Implementation of a microplasma cell for in situ TEM

Topics

  • IM 1: Progress in instrumentation and ultrafast EM
  • IM 7: In situ/operando electron microscopy

Authors

Ulrich Schürmann (Kiel / DE), Niklas Kohlmann (Kiel / DE), Luka Hansen (Kiel / DE), Holger Kersten (Kiel / DE), Lorenz Kienle (Kiel / DE)

Abstract

Abstract text (incl. figure legends and references)

Introduction

We built an in situ microplasma cell for integration into a TEM holder. The goal is in situ investigation of plasma surface processes on the nanoscale. Here we present the current state as well as preliminary results.

Objectives

In situ transmission electron microscopy is an area of growing interest. Observation and analysis of fabrication and/or modification processes of nanostructured materials and surfaces are essential for basic plasma physics and materials science. Also, plasma processes are a suitable method to modify nanostructures but have been largely neglected so far and are not part of the standard repertoire of in situ TEM investigations.

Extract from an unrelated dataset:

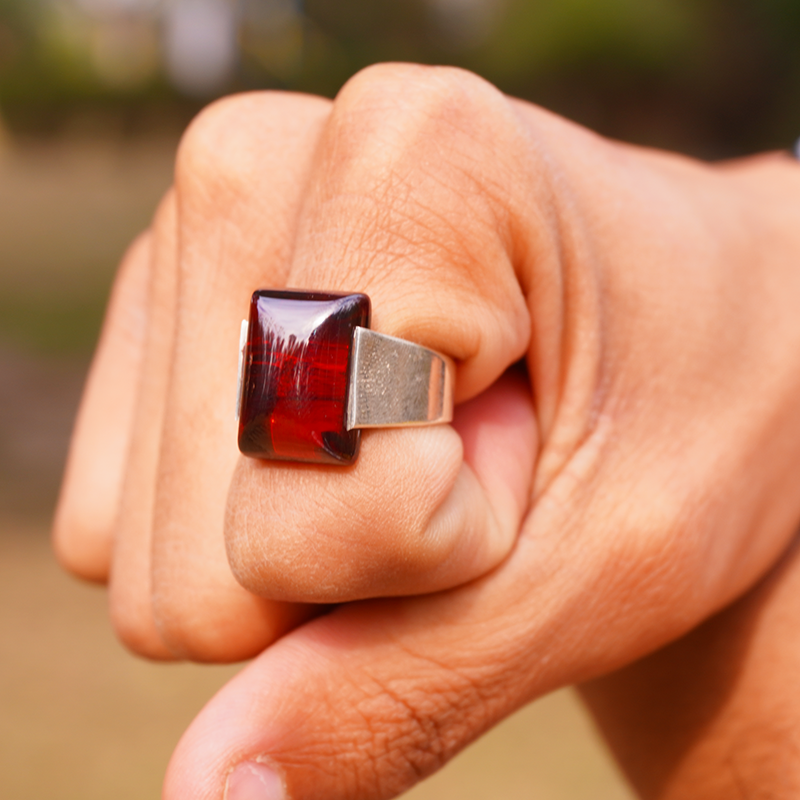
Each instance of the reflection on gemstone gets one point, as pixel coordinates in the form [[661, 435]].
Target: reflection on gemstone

To date, plasma treatment and material analysis are mostly separated in two steps including a sample transfer from the plasma environment into the electron microscope. To overcome this separation a microplasma cell for in situ plasma treatment inside a TEM based on the idea of Tai et al. [1] was chosen and further developed.

Materials & Methods

We use a custom sample holder from Hummingbird Scientific with high voltage capabilitites. The cell design is optimized for vacuum-tightness and reproducibility, see Fig. 1. Due to the single-shot design cells can be tested for function and being vacuum sealed before introduction into the TEM. Principle TEM studies were carried out using a JEOL JEM-2100.

Results

The choice of the geometry and discharge parameters to create a stable plasma is critical and challenging. On the one hand, gas and its purity and pressure as well as the electrical parameters to ignite the plasma have, on the other hand, to be combined with the design of a vacuum-proof but electron beam transparent cell. A stable atmospheric pressure DC normal glow microplasma discharge was studied outside the TEM fulfilling the demands in stability and size for the in situ TEM integration. The operation in the normal glow regime could be proved by electrical and optical diagnostics [2].

Conclusion

The current design and potential impact of a microplasma cell for TEM integration is given. The authors further present an outlook for adaptation of plasma treatment experiments to the microcell environment.

Acknowledgements

The authors thank the Deutsche Forschungsgemeinschaft (DFG, german research foundation) for funding (KI 1263/17-1, KE 574/8-1).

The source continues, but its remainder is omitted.